Monday, November 06, 2006

Ted Haggard

This weekend, while I was lying sick in my LA-Z-BOY, I wrote a brilliant, thoughtful and sensitive post for this blog about Rev. Ted Haggard. In the post I wrote about ways to think about all this if the allegations made by male prostitute, Mike Jones, concerning Haggard were true and ways to think if they were false. It ended discussing the nature of people to sometimes go to public battle about private issues--our way of taking a battle that we are fighting on the inside to others in the hopes that defeating it outside us would help us defeat it within us.

Since I started that post more information about Haggard has been exposed and to post that blog now, knowing what we think we know, would seem silly.

One thing I can say is that the Haggard situation, regardless of what you think of him or drug-use or homosexuality or politically involved evangelicals, is just sad. It's sad for Haggard, his wife, their five kids, their 14,000 member church, Mike Jones (a man who made a living as a male prostitute and drug procurer), the church, the witness of Jesus, and everybody else. Heck, I've felt sad about it all weekend and I don't know the man or anybody that he knows. It's all so terribly sad.

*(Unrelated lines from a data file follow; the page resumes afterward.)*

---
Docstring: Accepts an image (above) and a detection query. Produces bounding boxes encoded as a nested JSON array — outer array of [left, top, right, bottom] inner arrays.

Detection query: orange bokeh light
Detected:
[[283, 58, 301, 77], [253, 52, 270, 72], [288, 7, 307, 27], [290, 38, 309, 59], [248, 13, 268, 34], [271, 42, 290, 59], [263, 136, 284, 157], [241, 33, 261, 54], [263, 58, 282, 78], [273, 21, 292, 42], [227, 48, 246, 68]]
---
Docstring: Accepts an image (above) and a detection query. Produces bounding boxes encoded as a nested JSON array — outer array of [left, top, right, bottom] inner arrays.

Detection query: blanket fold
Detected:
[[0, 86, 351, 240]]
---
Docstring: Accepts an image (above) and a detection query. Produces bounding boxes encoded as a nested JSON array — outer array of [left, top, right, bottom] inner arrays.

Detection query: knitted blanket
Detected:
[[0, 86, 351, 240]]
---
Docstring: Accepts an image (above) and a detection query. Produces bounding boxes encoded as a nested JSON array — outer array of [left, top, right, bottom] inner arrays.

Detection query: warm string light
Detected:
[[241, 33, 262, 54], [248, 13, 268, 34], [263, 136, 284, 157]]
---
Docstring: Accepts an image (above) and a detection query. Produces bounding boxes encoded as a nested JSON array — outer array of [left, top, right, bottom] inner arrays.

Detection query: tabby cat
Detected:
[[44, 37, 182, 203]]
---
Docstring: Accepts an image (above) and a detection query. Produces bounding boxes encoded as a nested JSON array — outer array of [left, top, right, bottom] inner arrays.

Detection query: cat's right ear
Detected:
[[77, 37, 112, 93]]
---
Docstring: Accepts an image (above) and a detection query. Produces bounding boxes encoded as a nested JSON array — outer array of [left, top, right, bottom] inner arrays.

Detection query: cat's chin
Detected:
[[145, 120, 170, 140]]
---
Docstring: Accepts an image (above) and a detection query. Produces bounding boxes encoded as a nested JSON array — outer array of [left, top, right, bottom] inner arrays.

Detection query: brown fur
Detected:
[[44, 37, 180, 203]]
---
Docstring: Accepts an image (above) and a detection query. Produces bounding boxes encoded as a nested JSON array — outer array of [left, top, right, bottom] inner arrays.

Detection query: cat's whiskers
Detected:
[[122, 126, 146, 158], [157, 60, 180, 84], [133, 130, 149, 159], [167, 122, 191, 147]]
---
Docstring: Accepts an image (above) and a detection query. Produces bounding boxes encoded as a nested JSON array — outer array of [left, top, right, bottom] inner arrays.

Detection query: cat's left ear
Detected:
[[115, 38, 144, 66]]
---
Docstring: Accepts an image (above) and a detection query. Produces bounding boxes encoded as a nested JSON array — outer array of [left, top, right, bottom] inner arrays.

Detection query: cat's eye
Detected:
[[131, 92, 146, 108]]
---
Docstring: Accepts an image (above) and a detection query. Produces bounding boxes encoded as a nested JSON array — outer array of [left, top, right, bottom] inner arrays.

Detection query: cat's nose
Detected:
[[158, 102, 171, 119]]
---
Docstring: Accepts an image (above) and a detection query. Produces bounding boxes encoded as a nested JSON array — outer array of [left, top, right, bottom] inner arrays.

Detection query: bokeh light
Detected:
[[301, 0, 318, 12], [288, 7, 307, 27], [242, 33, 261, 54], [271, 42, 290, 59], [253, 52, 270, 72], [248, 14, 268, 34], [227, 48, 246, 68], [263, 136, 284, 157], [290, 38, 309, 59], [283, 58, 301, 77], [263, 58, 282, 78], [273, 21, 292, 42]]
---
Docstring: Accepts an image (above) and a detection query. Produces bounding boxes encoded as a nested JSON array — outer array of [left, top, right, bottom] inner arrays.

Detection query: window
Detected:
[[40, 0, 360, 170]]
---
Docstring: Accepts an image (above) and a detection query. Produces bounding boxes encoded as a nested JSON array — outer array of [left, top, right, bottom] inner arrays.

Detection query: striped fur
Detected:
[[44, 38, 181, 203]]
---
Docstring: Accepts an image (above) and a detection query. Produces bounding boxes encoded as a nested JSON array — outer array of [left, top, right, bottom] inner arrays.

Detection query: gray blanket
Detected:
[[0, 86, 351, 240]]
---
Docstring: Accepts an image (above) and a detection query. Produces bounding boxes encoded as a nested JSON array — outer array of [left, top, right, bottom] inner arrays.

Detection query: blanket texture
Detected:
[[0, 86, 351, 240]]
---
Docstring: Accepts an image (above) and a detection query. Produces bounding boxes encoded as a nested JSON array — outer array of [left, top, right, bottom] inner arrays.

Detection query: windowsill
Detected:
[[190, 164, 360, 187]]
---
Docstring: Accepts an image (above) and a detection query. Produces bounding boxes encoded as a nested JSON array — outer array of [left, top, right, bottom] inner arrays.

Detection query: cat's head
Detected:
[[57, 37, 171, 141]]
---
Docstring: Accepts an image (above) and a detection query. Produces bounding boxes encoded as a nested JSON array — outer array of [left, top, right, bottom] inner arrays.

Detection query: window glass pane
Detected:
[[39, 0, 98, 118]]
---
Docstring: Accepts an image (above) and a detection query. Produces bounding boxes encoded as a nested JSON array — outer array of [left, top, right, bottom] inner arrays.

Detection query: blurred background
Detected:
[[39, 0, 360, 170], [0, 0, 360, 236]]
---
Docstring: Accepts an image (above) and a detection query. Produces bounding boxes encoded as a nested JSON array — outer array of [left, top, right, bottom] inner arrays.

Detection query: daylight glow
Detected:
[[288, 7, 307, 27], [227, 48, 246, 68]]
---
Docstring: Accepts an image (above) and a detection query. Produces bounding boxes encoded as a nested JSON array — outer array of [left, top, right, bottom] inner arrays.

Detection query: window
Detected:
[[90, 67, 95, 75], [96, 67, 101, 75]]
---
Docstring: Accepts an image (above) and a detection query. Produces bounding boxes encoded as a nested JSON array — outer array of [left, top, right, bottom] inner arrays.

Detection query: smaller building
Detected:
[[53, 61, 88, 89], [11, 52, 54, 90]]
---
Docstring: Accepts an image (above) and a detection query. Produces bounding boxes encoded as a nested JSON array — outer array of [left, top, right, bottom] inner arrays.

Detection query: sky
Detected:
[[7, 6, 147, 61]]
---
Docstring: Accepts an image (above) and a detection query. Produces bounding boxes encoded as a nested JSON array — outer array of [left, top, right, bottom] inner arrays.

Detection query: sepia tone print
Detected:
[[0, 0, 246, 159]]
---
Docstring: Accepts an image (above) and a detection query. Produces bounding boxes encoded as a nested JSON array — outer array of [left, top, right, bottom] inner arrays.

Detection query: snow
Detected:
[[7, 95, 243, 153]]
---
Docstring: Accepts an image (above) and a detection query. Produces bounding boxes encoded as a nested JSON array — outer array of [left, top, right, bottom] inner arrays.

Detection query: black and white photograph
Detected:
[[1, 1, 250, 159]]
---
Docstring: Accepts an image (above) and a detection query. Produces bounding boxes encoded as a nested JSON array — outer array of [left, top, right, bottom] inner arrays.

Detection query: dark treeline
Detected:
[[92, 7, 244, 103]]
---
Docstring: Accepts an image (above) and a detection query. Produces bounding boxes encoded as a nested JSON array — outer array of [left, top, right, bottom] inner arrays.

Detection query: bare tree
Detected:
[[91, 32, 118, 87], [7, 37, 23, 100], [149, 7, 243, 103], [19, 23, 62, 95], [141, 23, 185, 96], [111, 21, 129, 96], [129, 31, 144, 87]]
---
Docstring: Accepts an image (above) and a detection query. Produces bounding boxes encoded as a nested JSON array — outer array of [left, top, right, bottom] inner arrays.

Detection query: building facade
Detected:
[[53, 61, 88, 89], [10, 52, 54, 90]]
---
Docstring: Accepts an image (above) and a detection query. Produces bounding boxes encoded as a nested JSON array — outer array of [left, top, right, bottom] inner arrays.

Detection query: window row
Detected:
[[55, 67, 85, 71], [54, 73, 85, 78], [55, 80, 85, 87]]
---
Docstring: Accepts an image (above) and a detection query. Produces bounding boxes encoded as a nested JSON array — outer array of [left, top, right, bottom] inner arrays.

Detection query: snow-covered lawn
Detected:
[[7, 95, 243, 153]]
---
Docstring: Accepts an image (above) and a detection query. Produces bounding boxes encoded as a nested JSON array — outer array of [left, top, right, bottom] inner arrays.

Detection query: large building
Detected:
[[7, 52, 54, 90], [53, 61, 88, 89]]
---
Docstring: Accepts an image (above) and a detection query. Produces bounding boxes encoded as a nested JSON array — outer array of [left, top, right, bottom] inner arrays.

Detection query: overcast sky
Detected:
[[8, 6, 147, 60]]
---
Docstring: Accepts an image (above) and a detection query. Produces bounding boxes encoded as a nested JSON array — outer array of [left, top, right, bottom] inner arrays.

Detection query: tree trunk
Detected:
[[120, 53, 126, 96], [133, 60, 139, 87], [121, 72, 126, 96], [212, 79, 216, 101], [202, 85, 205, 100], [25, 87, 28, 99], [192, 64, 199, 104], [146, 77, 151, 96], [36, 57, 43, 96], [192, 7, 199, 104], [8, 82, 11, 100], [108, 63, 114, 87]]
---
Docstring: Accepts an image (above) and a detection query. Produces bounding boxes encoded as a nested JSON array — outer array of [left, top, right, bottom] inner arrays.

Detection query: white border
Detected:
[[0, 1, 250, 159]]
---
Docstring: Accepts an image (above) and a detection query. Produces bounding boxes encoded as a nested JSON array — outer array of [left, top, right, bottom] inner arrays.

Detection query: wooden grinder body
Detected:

Out of Ur--a blog hosted by Christianity Today and one of my daily reads--has posted a thoughtful article about Haggard. Read it here.

1 comment:

RD said...

Of all the weeks I could have chosen to visit Colorado Springs, I chose the big scandal week. I worshiped at a Calvary Chapel with my friends on Sunday and I was glad that they took time to pray for Haggard and his family. Everyone in town is talking about this of course. Today I overheard a couple of ladies discussing whether they should change churches. Sunday I met another couple who joined us at Calvary Chapel that day instead of going to New Life, where they normally attend. Mass exodus. That's the immediate impact that I'm seeing. People are trying to determine if they should depart the New Life church. What does that say about us as Christians? I have sympathy for people who want to leave. I've felt those feelings before after a similar ethical and moral lapse of leadership. But what does this say about us?